Overall, results showed that the rate of recurrence during the same fever episode was 16.0%, with all recurrences occurring within 24 hours of the febrile seizure. The rate of the recurrence was significantly lower in the rectal acetaminophen group compared to the control group across all age groups, with the recurrence rate being 9.1% compared to 23.5%. Greater decreases in the rate of seizure recurrence were observed among children at older ages who were receiving acetaminophen. Between the ages 6-21 months, the recurrence rate among children who received acetaminophen was 13.2% compared to the rate of 24.3% in the control group. In children 22 months to 60 months, recurrence rate among acetaminophen group was 4.1% compared to 22.6% in the control group. No drug-related adverse events were observed, such as hypotension, hypothermia, or anaphylaxis. The researchers used Multiple Logistic Regression analysis to identify if there were other variables that could be associated with febrile seizure recurrence and rectal acetaminophen was found to be the largest contributor to the prevention of febrile seizure recurrence. The analysis also revealed that younger ages and shorter seizure durations were associated with higher recurrence rate of febrile seizure during the same fever episode. Given that acetaminophen is primary used to reduce fever, it was interestingly to see that no significant difference was observed 2 hours after the first acetaminophen administration between the children in the treatment and control group. The researchers hypothesized that acetaminophen may help reduce febrile seizure recurrence through other ways other than antipyretic effects. Further research exploring the biomarkers may help clarify the relationship between acetaminophen and seizure frequency reduction, as well as studies that compare acetaminophen to other antipyretics.

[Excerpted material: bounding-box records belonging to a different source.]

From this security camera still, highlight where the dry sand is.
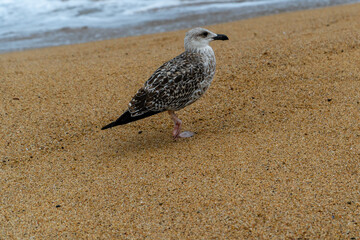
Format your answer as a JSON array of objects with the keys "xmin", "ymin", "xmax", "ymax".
[{"xmin": 0, "ymin": 4, "xmax": 360, "ymax": 239}]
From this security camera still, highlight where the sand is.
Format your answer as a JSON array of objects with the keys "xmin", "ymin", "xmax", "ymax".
[{"xmin": 0, "ymin": 4, "xmax": 360, "ymax": 239}]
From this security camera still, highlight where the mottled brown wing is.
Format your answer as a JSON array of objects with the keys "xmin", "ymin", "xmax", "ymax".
[{"xmin": 129, "ymin": 52, "xmax": 204, "ymax": 116}]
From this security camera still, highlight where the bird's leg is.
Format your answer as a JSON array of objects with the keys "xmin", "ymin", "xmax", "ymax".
[{"xmin": 168, "ymin": 111, "xmax": 194, "ymax": 139}]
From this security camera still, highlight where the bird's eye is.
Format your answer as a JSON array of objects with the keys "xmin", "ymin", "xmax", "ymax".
[{"xmin": 201, "ymin": 32, "xmax": 209, "ymax": 37}]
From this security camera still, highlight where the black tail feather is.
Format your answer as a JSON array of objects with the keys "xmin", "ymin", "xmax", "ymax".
[{"xmin": 101, "ymin": 110, "xmax": 161, "ymax": 130}]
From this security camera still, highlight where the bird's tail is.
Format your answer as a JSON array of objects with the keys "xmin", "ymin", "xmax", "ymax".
[{"xmin": 101, "ymin": 110, "xmax": 161, "ymax": 130}]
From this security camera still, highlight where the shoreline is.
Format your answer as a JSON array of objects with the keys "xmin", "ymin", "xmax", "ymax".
[
  {"xmin": 0, "ymin": 0, "xmax": 356, "ymax": 54},
  {"xmin": 0, "ymin": 4, "xmax": 360, "ymax": 239}
]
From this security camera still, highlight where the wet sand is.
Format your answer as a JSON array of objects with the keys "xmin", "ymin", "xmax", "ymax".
[{"xmin": 0, "ymin": 4, "xmax": 360, "ymax": 239}]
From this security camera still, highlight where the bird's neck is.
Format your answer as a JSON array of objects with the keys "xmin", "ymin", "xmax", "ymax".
[{"xmin": 185, "ymin": 45, "xmax": 215, "ymax": 57}]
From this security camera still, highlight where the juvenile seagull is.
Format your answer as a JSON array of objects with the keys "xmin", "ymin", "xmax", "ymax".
[{"xmin": 102, "ymin": 28, "xmax": 229, "ymax": 138}]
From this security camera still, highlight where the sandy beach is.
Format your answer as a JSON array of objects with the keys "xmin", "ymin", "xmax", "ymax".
[{"xmin": 0, "ymin": 4, "xmax": 360, "ymax": 239}]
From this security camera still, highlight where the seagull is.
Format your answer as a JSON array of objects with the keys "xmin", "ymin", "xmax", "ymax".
[{"xmin": 102, "ymin": 27, "xmax": 229, "ymax": 139}]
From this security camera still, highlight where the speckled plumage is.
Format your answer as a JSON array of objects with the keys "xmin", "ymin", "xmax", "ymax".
[
  {"xmin": 102, "ymin": 28, "xmax": 228, "ymax": 138},
  {"xmin": 129, "ymin": 46, "xmax": 216, "ymax": 116}
]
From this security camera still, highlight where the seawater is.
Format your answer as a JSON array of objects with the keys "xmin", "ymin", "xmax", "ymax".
[{"xmin": 0, "ymin": 0, "xmax": 360, "ymax": 52}]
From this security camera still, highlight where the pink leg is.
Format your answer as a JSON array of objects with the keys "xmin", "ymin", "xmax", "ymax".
[{"xmin": 168, "ymin": 111, "xmax": 194, "ymax": 139}]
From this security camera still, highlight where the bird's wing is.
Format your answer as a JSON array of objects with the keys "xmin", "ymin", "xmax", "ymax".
[{"xmin": 129, "ymin": 52, "xmax": 204, "ymax": 116}]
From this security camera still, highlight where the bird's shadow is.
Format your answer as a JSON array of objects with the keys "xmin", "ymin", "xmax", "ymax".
[{"xmin": 104, "ymin": 126, "xmax": 196, "ymax": 157}]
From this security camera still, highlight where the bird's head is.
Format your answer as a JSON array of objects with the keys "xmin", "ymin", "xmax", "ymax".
[{"xmin": 184, "ymin": 27, "xmax": 229, "ymax": 51}]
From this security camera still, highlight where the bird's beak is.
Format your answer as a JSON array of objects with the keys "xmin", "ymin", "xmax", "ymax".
[{"xmin": 213, "ymin": 34, "xmax": 229, "ymax": 41}]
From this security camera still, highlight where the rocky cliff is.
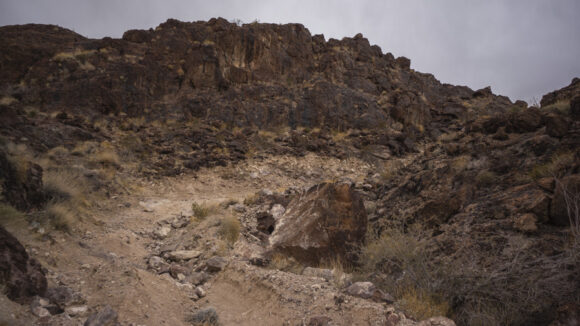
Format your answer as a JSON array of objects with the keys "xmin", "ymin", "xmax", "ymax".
[{"xmin": 0, "ymin": 18, "xmax": 580, "ymax": 326}]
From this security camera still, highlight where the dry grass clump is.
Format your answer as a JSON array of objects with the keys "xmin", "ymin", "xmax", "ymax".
[
  {"xmin": 191, "ymin": 202, "xmax": 220, "ymax": 220},
  {"xmin": 45, "ymin": 202, "xmax": 78, "ymax": 232},
  {"xmin": 43, "ymin": 170, "xmax": 91, "ymax": 232},
  {"xmin": 357, "ymin": 227, "xmax": 580, "ymax": 325},
  {"xmin": 219, "ymin": 215, "xmax": 240, "ymax": 246},
  {"xmin": 268, "ymin": 253, "xmax": 304, "ymax": 274},
  {"xmin": 42, "ymin": 170, "xmax": 90, "ymax": 207}
]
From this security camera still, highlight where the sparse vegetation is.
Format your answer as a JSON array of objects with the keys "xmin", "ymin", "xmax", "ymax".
[
  {"xmin": 219, "ymin": 215, "xmax": 240, "ymax": 246},
  {"xmin": 45, "ymin": 202, "xmax": 78, "ymax": 233},
  {"xmin": 542, "ymin": 100, "xmax": 570, "ymax": 114},
  {"xmin": 0, "ymin": 203, "xmax": 24, "ymax": 222}
]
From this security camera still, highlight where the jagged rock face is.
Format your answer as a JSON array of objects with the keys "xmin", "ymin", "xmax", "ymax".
[
  {"xmin": 0, "ymin": 150, "xmax": 44, "ymax": 210},
  {"xmin": 0, "ymin": 226, "xmax": 47, "ymax": 303},
  {"xmin": 270, "ymin": 183, "xmax": 367, "ymax": 264},
  {"xmin": 0, "ymin": 19, "xmax": 511, "ymax": 129}
]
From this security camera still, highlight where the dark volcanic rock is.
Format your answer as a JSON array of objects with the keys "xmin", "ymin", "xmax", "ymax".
[
  {"xmin": 270, "ymin": 183, "xmax": 367, "ymax": 264},
  {"xmin": 0, "ymin": 149, "xmax": 44, "ymax": 210},
  {"xmin": 0, "ymin": 226, "xmax": 47, "ymax": 303}
]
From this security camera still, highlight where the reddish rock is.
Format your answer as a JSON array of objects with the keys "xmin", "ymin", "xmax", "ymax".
[{"xmin": 270, "ymin": 183, "xmax": 367, "ymax": 264}]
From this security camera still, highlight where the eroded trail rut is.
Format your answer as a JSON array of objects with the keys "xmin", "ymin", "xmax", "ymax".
[{"xmin": 40, "ymin": 155, "xmax": 392, "ymax": 325}]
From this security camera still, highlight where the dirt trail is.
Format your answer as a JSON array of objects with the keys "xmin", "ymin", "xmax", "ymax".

This study demonstrates that scheduled rectal acetaminophen given in the presence of continued fever can significantly reduce the risk for recurrent febrile seizures within 24 hours of the initial seizure. Therefore, rectal acetaminophen should be considered in otherwise healthy children aged 6 months to 5 years with simple febrile seizures and continued fever. Additionally, the researchers state that one of the most important parts of clinical practice is providing the parents with the adequate information about febrile seizures with the goal to relive some of their anxiety. Clear instructions should be given to the parents to make sure that the appropriate use of acetaminophen is given to the child. Constant use of acetaminophen in children is not advised because the outcomes of simple febrile seizures is generally favorable. 

*This study was performed in Japan. It was approved by the ethics committee at Hirakat City Hospital and accepted for publication in The American Academy of Pediatrics publications in November 2018. The researchers used JMP version 13 software by SAS institute, an American developer of analytics software based in North Carolina, for statistical analysis.